El narcotráfico aparece en México como un fenómeno claramente asociado con la organización de un contrabando, destinado fundamentalmente a satisfacer la demanda de importadores y consumidores de sustancias prohibidas en EEUU. Debemos reconocer, que hace ya mucho tiempo que la droga dejo de ser un problema callejero y esto ocurrió cuando las drogas se volvieron el mejor negocio para algunos y la peor desgracia para otros, siendo el narcotráfico actualmente un problema extremadamente serio debido a las repercusiones a nivel económico, político y social.
Aunque el problema del narcotráfico en México tiene su origen en la década de los años 90, es en el sexenio de Felipe Calderón cuando ha alcanzado su mayor auge, lo que ha provocado que los niveles de violencia e inseguridad en México lleguen a niveles críticos e inaceptables que han comenzado a perjudicar seriamente al país.
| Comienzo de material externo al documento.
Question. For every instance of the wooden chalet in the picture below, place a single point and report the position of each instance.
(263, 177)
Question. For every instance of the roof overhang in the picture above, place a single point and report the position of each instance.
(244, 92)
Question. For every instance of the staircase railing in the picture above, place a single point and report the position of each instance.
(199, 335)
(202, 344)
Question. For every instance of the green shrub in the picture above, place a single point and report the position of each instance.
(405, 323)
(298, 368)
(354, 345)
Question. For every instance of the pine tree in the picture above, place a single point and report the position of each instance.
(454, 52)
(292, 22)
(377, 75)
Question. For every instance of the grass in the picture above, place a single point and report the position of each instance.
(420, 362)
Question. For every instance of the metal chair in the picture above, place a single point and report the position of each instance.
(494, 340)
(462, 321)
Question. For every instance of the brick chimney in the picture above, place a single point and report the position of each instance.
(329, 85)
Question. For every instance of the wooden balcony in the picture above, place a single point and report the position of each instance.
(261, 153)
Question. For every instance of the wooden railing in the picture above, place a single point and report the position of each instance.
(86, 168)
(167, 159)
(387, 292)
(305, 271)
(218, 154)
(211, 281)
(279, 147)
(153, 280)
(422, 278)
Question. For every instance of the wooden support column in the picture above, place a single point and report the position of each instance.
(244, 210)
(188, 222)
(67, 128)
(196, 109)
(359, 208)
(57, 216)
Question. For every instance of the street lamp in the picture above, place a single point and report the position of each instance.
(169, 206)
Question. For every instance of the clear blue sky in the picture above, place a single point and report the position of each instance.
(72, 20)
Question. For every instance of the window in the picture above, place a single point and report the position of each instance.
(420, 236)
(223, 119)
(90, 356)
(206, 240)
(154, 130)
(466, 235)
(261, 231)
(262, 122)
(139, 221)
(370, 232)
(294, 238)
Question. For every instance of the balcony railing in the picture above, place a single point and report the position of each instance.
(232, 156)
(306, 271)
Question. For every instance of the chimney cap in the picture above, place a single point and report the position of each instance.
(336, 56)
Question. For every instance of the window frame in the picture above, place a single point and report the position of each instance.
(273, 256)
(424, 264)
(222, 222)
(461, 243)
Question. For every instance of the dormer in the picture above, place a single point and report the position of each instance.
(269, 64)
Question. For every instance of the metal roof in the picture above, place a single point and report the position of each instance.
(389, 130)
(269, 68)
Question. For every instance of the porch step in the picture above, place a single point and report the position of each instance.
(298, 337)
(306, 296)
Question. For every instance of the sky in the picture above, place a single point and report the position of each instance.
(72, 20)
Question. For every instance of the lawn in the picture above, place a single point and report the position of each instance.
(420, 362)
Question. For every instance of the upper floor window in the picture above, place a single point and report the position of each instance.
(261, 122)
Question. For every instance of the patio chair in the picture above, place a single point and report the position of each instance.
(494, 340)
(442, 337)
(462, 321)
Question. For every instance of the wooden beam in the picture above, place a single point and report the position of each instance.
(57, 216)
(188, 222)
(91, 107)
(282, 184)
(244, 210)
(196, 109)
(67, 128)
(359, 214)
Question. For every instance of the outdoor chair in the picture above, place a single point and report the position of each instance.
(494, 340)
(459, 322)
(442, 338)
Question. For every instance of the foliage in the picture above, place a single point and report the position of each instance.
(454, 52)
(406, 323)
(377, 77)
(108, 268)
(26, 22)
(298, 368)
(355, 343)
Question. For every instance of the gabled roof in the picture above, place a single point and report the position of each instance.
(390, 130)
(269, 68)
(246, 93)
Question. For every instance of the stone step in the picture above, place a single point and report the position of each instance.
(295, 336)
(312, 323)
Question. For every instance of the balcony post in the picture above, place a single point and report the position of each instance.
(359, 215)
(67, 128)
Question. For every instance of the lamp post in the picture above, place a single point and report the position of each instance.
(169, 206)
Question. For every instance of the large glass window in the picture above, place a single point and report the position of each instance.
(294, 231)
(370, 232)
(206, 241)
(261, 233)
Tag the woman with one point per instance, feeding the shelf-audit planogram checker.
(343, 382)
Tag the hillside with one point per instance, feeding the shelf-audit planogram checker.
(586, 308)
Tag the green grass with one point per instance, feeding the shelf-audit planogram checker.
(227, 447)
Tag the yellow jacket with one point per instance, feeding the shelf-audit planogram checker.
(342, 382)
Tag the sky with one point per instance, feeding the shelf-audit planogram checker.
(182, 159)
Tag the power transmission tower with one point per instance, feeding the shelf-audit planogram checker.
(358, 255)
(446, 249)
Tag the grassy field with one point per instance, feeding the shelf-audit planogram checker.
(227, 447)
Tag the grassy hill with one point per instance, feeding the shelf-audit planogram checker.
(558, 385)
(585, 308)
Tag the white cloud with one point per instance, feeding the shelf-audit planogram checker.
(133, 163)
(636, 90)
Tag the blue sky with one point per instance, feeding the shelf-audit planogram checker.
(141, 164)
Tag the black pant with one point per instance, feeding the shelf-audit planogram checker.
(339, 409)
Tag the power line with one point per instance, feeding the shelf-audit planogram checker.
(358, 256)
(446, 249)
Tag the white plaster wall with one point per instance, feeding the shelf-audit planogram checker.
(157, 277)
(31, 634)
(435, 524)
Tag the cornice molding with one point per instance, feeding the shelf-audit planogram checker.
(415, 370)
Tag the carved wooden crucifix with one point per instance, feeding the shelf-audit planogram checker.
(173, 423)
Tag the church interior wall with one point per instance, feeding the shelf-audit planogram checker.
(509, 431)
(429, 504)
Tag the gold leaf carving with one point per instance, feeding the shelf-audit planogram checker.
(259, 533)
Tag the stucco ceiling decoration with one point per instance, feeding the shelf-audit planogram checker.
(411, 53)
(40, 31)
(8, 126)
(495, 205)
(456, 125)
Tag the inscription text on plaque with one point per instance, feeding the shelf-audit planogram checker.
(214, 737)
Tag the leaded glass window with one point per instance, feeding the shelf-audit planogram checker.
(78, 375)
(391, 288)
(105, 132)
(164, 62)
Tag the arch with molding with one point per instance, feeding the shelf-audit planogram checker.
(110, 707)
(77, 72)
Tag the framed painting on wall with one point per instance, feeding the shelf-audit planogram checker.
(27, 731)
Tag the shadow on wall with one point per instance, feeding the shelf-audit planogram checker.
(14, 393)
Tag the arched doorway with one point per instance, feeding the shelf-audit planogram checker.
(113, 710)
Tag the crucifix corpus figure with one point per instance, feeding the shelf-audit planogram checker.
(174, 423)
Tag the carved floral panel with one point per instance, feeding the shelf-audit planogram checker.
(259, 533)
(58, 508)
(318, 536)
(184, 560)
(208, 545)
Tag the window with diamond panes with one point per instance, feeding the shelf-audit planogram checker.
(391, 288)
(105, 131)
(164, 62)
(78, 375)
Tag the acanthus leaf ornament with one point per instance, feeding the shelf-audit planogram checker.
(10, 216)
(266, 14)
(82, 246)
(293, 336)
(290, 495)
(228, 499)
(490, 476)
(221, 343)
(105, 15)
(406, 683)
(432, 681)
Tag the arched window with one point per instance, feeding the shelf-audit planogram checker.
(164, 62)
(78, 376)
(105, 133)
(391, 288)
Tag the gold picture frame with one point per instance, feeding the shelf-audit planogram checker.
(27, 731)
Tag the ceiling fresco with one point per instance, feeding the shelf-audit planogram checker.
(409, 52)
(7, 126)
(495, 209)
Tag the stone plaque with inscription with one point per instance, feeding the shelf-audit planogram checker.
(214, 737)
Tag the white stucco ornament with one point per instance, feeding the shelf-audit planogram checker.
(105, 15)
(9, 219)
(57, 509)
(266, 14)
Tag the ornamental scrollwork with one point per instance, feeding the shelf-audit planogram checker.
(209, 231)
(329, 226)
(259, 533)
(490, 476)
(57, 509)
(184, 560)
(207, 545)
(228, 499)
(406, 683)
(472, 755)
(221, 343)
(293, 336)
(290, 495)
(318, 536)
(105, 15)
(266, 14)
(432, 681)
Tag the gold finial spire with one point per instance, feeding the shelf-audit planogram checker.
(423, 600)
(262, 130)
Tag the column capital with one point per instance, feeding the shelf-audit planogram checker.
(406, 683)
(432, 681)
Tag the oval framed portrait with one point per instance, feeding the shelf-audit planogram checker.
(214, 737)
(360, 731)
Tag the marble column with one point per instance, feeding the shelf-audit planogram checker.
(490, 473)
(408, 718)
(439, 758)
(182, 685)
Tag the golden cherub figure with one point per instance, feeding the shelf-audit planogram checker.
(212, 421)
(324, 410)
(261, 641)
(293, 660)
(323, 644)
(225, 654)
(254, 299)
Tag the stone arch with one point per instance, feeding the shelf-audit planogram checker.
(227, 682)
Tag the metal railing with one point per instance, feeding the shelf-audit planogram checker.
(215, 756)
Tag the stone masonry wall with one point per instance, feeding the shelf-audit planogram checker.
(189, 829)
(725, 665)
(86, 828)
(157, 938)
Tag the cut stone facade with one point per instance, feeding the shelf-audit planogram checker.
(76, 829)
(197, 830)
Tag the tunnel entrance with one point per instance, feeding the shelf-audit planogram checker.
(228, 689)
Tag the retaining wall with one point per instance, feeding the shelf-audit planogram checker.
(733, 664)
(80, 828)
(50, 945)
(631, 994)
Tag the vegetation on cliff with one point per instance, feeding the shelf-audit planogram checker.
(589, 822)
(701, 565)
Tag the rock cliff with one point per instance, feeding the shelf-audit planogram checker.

Los años de gobierno panista no han aportado mucho bien a la nación, y la lucha del Presidente Calderón contra el narcotráfico, en su intentona para legitimizar su gobierno ha hecho que la seguridad simplemente no exista en la mente del ciudadano mexicano común.
Desgraciadamente, México vive una descomposición social al grado que no les ofrece oportunidades a sus jóvenes, ya que debido a la inseguridad, México ha comenzado a incrementar sus fugas de capital y perder inversión extranjera, que ha ocasionado la falta de empleos y oportunidades. Además, todos los intentos del gobierno por tratar de combatir a los narcotraficantes han tenido que ser financiados con dinero del erario público, lo cual ha restringido a otros sectores como la educación o salud ¿En un escenario así que podemos esperar? Un sentimiento de frustración que permea en la insatisfacción personal y en la aceptación de cualquier trabajo que reditúe mejores ganancias por más peligroso y deshonesto que sea.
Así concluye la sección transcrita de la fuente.